J’ai décidé (rapidement) de rejoindre l’organisation de l’ UTTJ et de l’ UTAT car elles sont exactement le contre-exemple de tout ce que je viens de vous dire. Tout d’abord, j’ai énormément sympathisé avec les équipes organisatrices. Que ce soit Sam, Olivier et Minou Blanc sur l’ UTTJ, ou Cyrille et Brice sur l’ UTAT. Avec les autres membres, ce sont vraiment des gens adorables ! Dans un cas comme dans l’autre, l’équipe organisatrice et les bénévoles très impliqués pour proposer quelque chose de très fort aux coureurs, dans une atmosphère qui se rapproche plus de la colonie de vacances que de la course. Bien sûr, et je parle pour moi, il y a toujours un peu de « compétition » entre nous (disons qu’on essaye d’arriver avant l’autre), mais humainement, lorsque j’ai participé à l’une et à l’autre en 2011, c’était très fort. Pareil cette année en tant que bénévole ! Bien sûr, les parcours sont exceptionnels tant pour l’ UTTJ (le Jura en a déjà surpris plus d’un) que pour l’ UTAT, qui est vraiment, à mon sens, un vrai voyage, une immersion complète dans la culture berbère.
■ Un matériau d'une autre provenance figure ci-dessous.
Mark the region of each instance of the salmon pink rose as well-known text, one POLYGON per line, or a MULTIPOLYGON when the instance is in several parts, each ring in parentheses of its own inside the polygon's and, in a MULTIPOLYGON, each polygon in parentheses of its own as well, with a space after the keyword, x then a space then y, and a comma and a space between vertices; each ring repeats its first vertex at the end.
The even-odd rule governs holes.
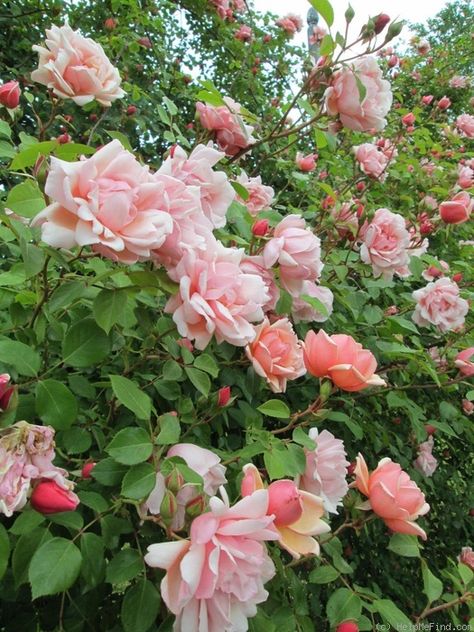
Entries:
POLYGON ((410 234, 405 219, 386 208, 379 208, 365 231, 360 249, 364 263, 372 264, 375 277, 391 280, 394 274, 410 275, 410 234))
POLYGON ((268 211, 272 205, 275 191, 262 183, 262 178, 257 176, 249 178, 245 171, 240 173, 237 182, 247 189, 248 198, 246 200, 238 198, 241 204, 247 207, 250 215, 255 217, 260 211, 268 211))
POLYGON ((33 46, 39 53, 33 81, 47 86, 61 99, 72 99, 86 105, 96 99, 109 107, 125 92, 120 87, 120 75, 100 44, 79 31, 64 26, 52 26, 46 31, 46 47, 33 46))
POLYGON ((304 156, 301 152, 297 152, 295 162, 300 171, 308 173, 316 169, 317 159, 318 154, 308 154, 307 156, 304 156))
POLYGON ((392 531, 417 535, 426 540, 425 531, 415 521, 427 514, 430 506, 425 501, 425 495, 398 463, 382 459, 369 473, 364 457, 359 454, 354 474, 355 487, 369 499, 364 509, 372 509, 392 531))
POLYGON ((368 176, 383 182, 387 177, 389 159, 377 145, 364 143, 354 147, 355 157, 361 170, 368 176))
POLYGON ((412 320, 421 327, 435 325, 442 332, 459 329, 469 311, 469 303, 459 296, 459 287, 443 277, 412 294, 416 301, 412 320))
POLYGON ((42 514, 74 511, 79 498, 70 489, 63 489, 55 481, 40 481, 33 489, 30 503, 42 514))
POLYGON ((313 281, 303 281, 301 294, 293 298, 291 307, 293 321, 295 323, 324 323, 332 314, 333 301, 334 295, 328 287, 322 287, 313 281), (309 302, 311 299, 316 299, 321 307, 309 302))
POLYGON ((288 15, 279 18, 275 24, 283 29, 287 35, 294 35, 303 28, 303 20, 294 13, 288 13, 288 15))
POLYGON ((255 372, 265 378, 274 393, 284 393, 288 380, 306 373, 303 351, 288 318, 255 326, 255 338, 245 348, 255 372))
POLYGON ((468 138, 474 138, 474 116, 472 114, 461 114, 456 119, 456 127, 468 138))
POLYGON ((264 312, 274 310, 280 298, 280 290, 275 282, 273 271, 265 266, 262 255, 244 255, 240 269, 245 274, 256 274, 262 279, 268 294, 268 299, 262 303, 262 309, 264 312))
POLYGON ((306 368, 315 377, 328 377, 343 391, 360 391, 368 386, 385 386, 375 374, 377 361, 351 336, 328 336, 320 329, 308 331, 303 343, 306 368))
POLYGON ((0 413, 7 410, 14 392, 15 387, 10 385, 10 375, 2 373, 0 375, 0 413))
POLYGON ((240 115, 241 105, 230 97, 224 97, 225 105, 196 103, 201 125, 215 133, 216 142, 226 156, 235 156, 241 149, 252 145, 253 127, 246 125, 240 115))
POLYGON ((0 86, 0 104, 13 110, 20 103, 20 84, 18 81, 8 81, 0 86))
POLYGON ((449 200, 439 205, 439 214, 446 224, 464 224, 470 218, 474 208, 474 198, 466 191, 460 191, 449 200))
POLYGON ((460 351, 454 360, 454 365, 466 377, 474 375, 474 347, 460 351))
POLYGON ((433 456, 434 439, 432 436, 428 437, 427 441, 423 441, 418 446, 418 456, 413 462, 413 466, 423 476, 433 476, 438 467, 438 461, 433 456))
POLYGON ((334 73, 325 98, 328 114, 338 114, 344 127, 359 132, 382 130, 392 105, 390 83, 372 56, 356 59, 334 73), (366 91, 362 102, 356 77, 366 91))

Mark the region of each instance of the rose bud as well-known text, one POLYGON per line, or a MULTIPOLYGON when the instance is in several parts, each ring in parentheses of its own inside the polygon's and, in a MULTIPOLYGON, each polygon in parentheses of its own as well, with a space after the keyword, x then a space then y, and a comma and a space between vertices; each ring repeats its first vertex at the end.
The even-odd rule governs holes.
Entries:
POLYGON ((388 60, 388 66, 389 68, 394 68, 398 63, 399 63, 399 59, 396 55, 392 55, 390 57, 390 59, 388 60))
POLYGON ((422 222, 420 224, 420 233, 422 235, 429 235, 433 232, 434 226, 430 221, 422 222))
POLYGON ((415 122, 415 115, 413 114, 413 112, 408 112, 408 114, 405 114, 405 116, 402 116, 403 125, 413 125, 414 122, 415 122))
POLYGON ((263 36, 263 43, 264 44, 268 44, 268 42, 272 41, 272 36, 271 35, 264 35, 263 36))
POLYGON ((104 22, 104 26, 108 31, 113 31, 117 26, 117 20, 115 18, 107 18, 104 22))
POLYGON ((439 205, 439 214, 446 224, 463 224, 469 219, 473 207, 474 199, 466 191, 460 191, 451 200, 439 205))
POLYGON ((79 498, 71 490, 60 487, 56 481, 44 479, 34 488, 30 503, 39 513, 51 514, 74 511, 79 498))
POLYGON ((129 105, 127 108, 127 116, 133 116, 136 111, 137 111, 137 108, 135 105, 129 105))
POLYGON ((440 110, 447 110, 450 105, 451 105, 451 99, 448 99, 448 97, 444 96, 442 99, 438 101, 437 107, 440 110))
POLYGON ((354 474, 356 465, 357 463, 355 461, 352 461, 352 463, 349 463, 349 466, 347 468, 347 476, 352 476, 352 474, 354 474))
POLYGON ((160 517, 165 525, 169 526, 172 523, 177 511, 178 502, 176 501, 175 495, 167 489, 160 505, 160 517))
POLYGON ((300 495, 293 481, 282 479, 273 482, 268 487, 267 514, 275 515, 274 522, 277 526, 293 524, 302 513, 300 495))
POLYGON ((398 307, 396 305, 390 305, 384 313, 385 316, 395 316, 395 314, 398 314, 398 307))
POLYGON ((268 233, 268 219, 258 219, 252 226, 252 234, 256 237, 264 237, 268 233))
POLYGON ((95 466, 96 466, 96 464, 94 462, 92 462, 92 463, 84 463, 84 465, 82 466, 82 470, 81 470, 82 478, 90 478, 91 477, 91 472, 95 468, 95 466))
POLYGON ((0 412, 4 412, 8 408, 11 397, 15 391, 14 386, 8 386, 10 383, 10 375, 2 373, 0 375, 0 412))
POLYGON ((20 84, 18 81, 9 81, 0 86, 0 103, 13 110, 20 103, 20 84))
POLYGON ((223 386, 219 389, 219 393, 217 395, 217 405, 219 408, 224 408, 227 406, 230 400, 230 386, 223 386))
POLYGON ((455 283, 462 281, 462 272, 456 272, 456 274, 453 274, 453 281, 455 283))
POLYGON ((466 415, 472 415, 474 412, 474 402, 470 402, 468 399, 463 399, 462 409, 466 415))
POLYGON ((69 136, 69 134, 64 133, 58 136, 56 140, 58 141, 60 145, 65 145, 66 143, 70 143, 72 138, 69 136))
POLYGON ((140 44, 140 46, 143 46, 144 48, 151 48, 152 46, 151 40, 149 37, 140 37, 137 41, 140 44))
POLYGON ((434 435, 434 433, 436 432, 436 428, 432 426, 431 424, 426 424, 425 430, 426 430, 426 434, 428 434, 429 436, 434 435))
POLYGON ((386 13, 379 13, 377 17, 374 18, 374 31, 375 34, 378 35, 381 33, 387 24, 390 22, 390 16, 386 13))
POLYGON ((185 483, 184 477, 177 467, 174 467, 165 478, 165 485, 170 492, 177 494, 185 483))
POLYGON ((360 192, 360 191, 364 191, 365 189, 365 184, 363 182, 358 182, 356 184, 356 189, 360 192))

Bref, j’adhère complètement à ces deux organisations, elles sont vraiment ce que j’entends moi, par trail, quand je suis coureur. Et je le serai pour les deux épreuves l’année prochaine. Pour l’ UTTJ, je fais partie de la commission parcours alors je propose, j’étudie et je défriche. Pour l’ UTAT, c’est à définir mais, comme cette année, je vais me rendre sur place avant pour leur prêter main-forte au niveau logistique.
On a tous intérêt à faire connaître le Jura”
Parlez-nous du projet team Trail Jura. À quoi souhaitez-vous qu’il ressemble ?
Le team Trail Jura existait déjà cette année. Quand on m’en a parlé, ça m’a fait rigoler et j’ai rapidement accepté car j’avais déjà eu aussi cette idée. Là aussi, je considère ce projet comme le contre-pied parfait à l’évolution du trail dont je parlais avant.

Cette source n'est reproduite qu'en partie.